File-based workflow processes such as transcode and QC can be automated in two ways. “Folder-based automation” (as shown in Figure 21) is used in many workflows, including large workflows that process thousands of files daily. Each software application is configured to monitor a number of “watch folders” on the media server by making periodic directory listings. When new files appear in the watch folder, they are added to the list of jobs. When a job has finished, the file can left in place or moved, depending on how the workflow is constructed. For example, a QC system might have a different output folder for files that pass and files that fail the QC check. The "quarantine" folder for failed files will be managed manually by the QC operator, who fixes (and resubmits) or rejects each file as appropriate. The output folder for files that pass QC may in turn be the input watch folder for the next application in the workflow (e.g. transcode). Basically, the QC application and the transcode application work together automatically without directly communicating with each other. Instead they use the presence of files in watch folders as an alternate method of signaling.

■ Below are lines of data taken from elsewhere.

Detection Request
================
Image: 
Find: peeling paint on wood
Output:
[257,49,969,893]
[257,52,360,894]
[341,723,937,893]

Asset management systems typically utilize a direct control interface to each workflow application (QC, transcode, etc.) for automation. These applications are integrated with the MAM through “plug-in” software that uses the Application Programming Interface (API) of the workflow software. The Web Services architecture is commonly used for these APIs. It is so named because the standard HTTP protocol is used for request and response messages in a client-server model. Instead of a web server and a browser, the QC or transcode system is the server side and the MAM is the client side. As shown in Figure 22, the MAM always initiates a message exchange by sending a request such as “create job” or “get job status”. The server side replies with the appropriate response message. Web services protocols such as SOAP and REST use XML for the message format, making it easy to create requests and parse reply messages in software.

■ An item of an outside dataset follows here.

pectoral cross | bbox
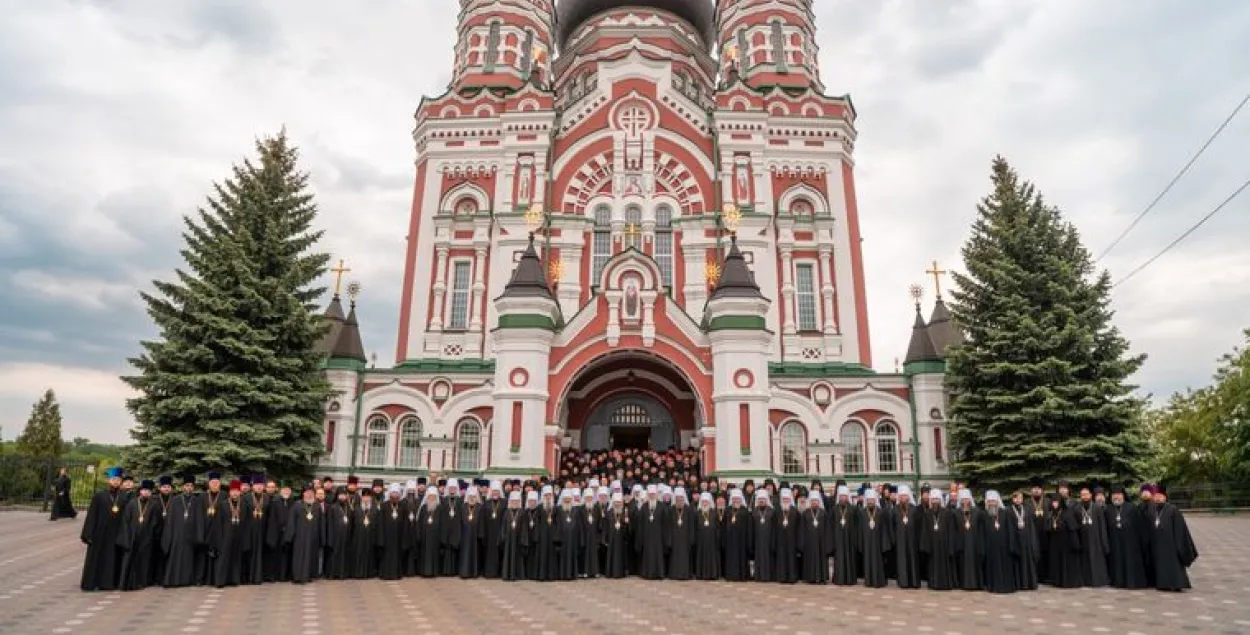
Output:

With both types of automation, notification and reporting mechanisms are required. For a QC system, the operator is often notified by an email message when a file fails the QC check. That email message might contain an attachment of the QC report.
The media industry is being revolutionized with the adoption of file-based workflows. Having a big picture understanding of the functions that make up file-based workflows is essential for knowing how to effectively implement quality control. These include looking at the overall physical architecture, implementing media asset management systems and managing the content from acquisition to delivery. New applications—such as streaming delivery—are now possible and improve operational efficiencies. Traditional video technologies are being adapted to work with generalpurpose IT technologies. Ongoing development ensures that tomorrow’s workflows will evolve from those used today.
A key component of a file-based workflow is quality control. QC software can be used to assist the human operator, by finding both visible defects and those hidden within the file. Compliance to a broadcaster’s delivery specification can be determined prior to delivery, avoiding rejected content. Automated QC can scale in capacity to meet the growing volume of content that must be tested.